Waiting for Monday’s decision, Etienne had moved on from her despair, to something like hope.

“They’re not gonna end that thing. It’s not what God wants,” she said.

Then, Acting Homeland Security Secretary Elaine Duke announced TPS will end.

Devastating earthquake

The U.S. government awarded Temporary Protected Status to Haitians after a devastating earthquake in 2010. The designation blocks immigrants from being deported to countries with unsafe conditions, namely a civil war or natural disaster.

“Those extraordinary but temporary conditions caused by the 2010 earthquake no longer exist,” said Duke, in a press release issued by DHS. “Thus, under the applicable statute, the current TPS designation must be terminated.” Proponents of ending the program for Haitians, which according to the Washington Post include Secretary of State Rex Tillerson, say it should not be extended as an indefinite shield to immigrants who had been living in the U.S. illegally.

Without that protection, Haitians may revert to living in the country illegally, or take desperate measures to qualify for other forms of legal residency, said Philadelphia immigration attorney Desiree Wayne, who has about three dozen clients from Haiti with TPS.
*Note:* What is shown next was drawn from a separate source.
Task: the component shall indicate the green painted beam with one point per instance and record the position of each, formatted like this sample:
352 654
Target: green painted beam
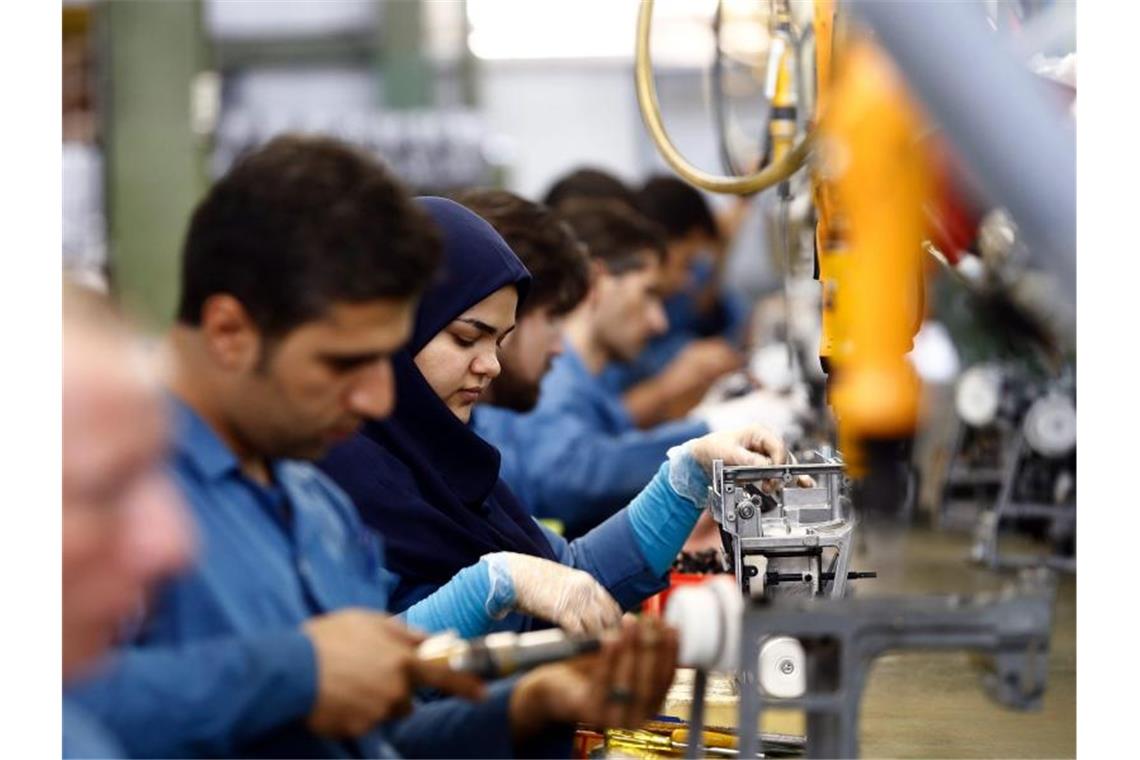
155 164
406 72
“People will be rushing into marriages perhaps that they had not really thought through,” or filing petitions for distant family members, she said.

Others have simply fled.

“Some of [my congregants] went to Canada. But they contact me. They want to come back,” said Pastor Miguel Pierre of Sentinelle Fellowship Church in North Philadelphia. Over the past couple of weeks, five local Haitian community leaders and immigration attorneys have shared versions of the same story with WHYY. Their friends and congregants joined the thousands of Haitians in the U.S. who crossed the border into Canada in 2017.

Canadian officials blamed misinformation in Haitian social networks for the wave, saying its no easier to qualify for legal residency there than it is in the United States. Haitians with family in Canada may be eligible to stay, as are those who qualify for asylum based in repression or discrimination in their home country. Both are not guaranteed, and involve time-consuming immigration processes.

Multiple disasters after the quake

On Monday night, “I was not in a good spirit,” said Steve Paul, a Haitian-American in Philadelphia councilwoman Helen Gym’s office.

Paul said he sends an uncle in Haiti money every month. “He immediately texted me, ‘It’s going to get worse for me.'”

That uncle is one of thousands of Haitians who depend on money wired from family members who left, some $1.3 billion in 2015 according to the Pew Research Center.

In Haiti, “Folks are thinking, ‘Where is my money going to come from? How am I going to eat?’,” said Paul, who like many Haitians said the country cannot absorb tens of thousands of new residents. Since the 2010 earthquake, at least two major hurricanes and a cholera outbreak have wreaked havoc on infrastructure and killed many more people.

In its decision to end Haitian TPS — the U.S. Department of Homeland Security did give one reprieve — an extra 18 months to wind down the program. Paul said the community plans to use that time to pressure congress.

“We want our congressional leaders to actually put folks on TPS a path to permanent residency,” he said.

They’re starting Wednesday morning at Philadelphia City Hall.